Amorphous Structure Benefits in MgV2O4/V2O3 Composites for Zinc‐Ion Storage: An Integration of Computational and Experimental Studies

Abstract

AbstractThis study investigates the electrochemical properties of MgV2O4/V2O3 composites for Aqueous Zinc‐Ion Batteries (AZIBs) using both Density Functional Theory (DFT) calculations and experimental validation. DFT analysis reveals significant electron mobility and reactivity at the MgV2O4/V2O3 interface, enhancing Zn2+ storage capabilities. This theoretical prediction is confirmed experimentally by synthesizing a novel MgV2O4/V2O3 composite that demonstrates superior electrochemical performance compared to pristine phases. Notably, the transition of the MgV2O4/V2O3 composite into an amorphous structure during electrochemical cycling is pivotal, providing enhanced diffusion pathways and increased conductivity.

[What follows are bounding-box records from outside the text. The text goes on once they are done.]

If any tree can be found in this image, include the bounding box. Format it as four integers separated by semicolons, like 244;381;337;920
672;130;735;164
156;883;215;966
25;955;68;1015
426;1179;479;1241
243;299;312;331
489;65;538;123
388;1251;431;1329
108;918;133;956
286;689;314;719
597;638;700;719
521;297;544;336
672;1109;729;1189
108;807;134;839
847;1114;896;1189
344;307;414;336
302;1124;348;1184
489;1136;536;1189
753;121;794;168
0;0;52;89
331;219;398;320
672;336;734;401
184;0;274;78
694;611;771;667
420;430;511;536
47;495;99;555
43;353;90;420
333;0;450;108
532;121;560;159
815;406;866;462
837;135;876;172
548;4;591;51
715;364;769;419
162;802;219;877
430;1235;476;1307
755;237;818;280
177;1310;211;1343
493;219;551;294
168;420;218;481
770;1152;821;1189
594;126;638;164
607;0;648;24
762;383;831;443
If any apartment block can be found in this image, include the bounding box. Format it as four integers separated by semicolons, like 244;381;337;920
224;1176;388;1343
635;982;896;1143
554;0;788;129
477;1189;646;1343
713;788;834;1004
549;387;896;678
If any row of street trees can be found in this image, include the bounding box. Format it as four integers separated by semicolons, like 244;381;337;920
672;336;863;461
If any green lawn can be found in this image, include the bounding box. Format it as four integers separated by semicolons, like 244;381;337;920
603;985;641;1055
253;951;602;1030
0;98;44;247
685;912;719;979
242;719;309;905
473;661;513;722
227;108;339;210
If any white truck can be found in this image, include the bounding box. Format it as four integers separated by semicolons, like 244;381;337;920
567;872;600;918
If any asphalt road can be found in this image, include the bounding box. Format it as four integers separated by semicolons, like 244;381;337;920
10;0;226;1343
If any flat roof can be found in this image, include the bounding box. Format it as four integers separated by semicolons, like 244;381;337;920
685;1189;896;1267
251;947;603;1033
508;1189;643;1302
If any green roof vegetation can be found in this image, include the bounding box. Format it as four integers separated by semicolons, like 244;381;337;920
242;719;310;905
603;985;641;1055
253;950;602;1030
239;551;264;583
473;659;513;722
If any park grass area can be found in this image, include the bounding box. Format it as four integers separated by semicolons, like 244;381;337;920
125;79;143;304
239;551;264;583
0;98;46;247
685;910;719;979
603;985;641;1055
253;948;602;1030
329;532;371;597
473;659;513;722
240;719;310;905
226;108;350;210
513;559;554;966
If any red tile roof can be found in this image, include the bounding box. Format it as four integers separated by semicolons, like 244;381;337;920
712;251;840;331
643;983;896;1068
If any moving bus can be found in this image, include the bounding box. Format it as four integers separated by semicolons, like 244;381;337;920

The composite delivers a consistent specific capacity of 330.2 mAh g−1 over 50 cycles at 0.1 A g−1 and maintains 152.7 mAh g−1 at an elevated current density of 20 A g−1 after 2000 cycles, validating the synergy between DFT insights and experimental outcomes, and underscoring the potential of amorphous structures in enhancing battery performance.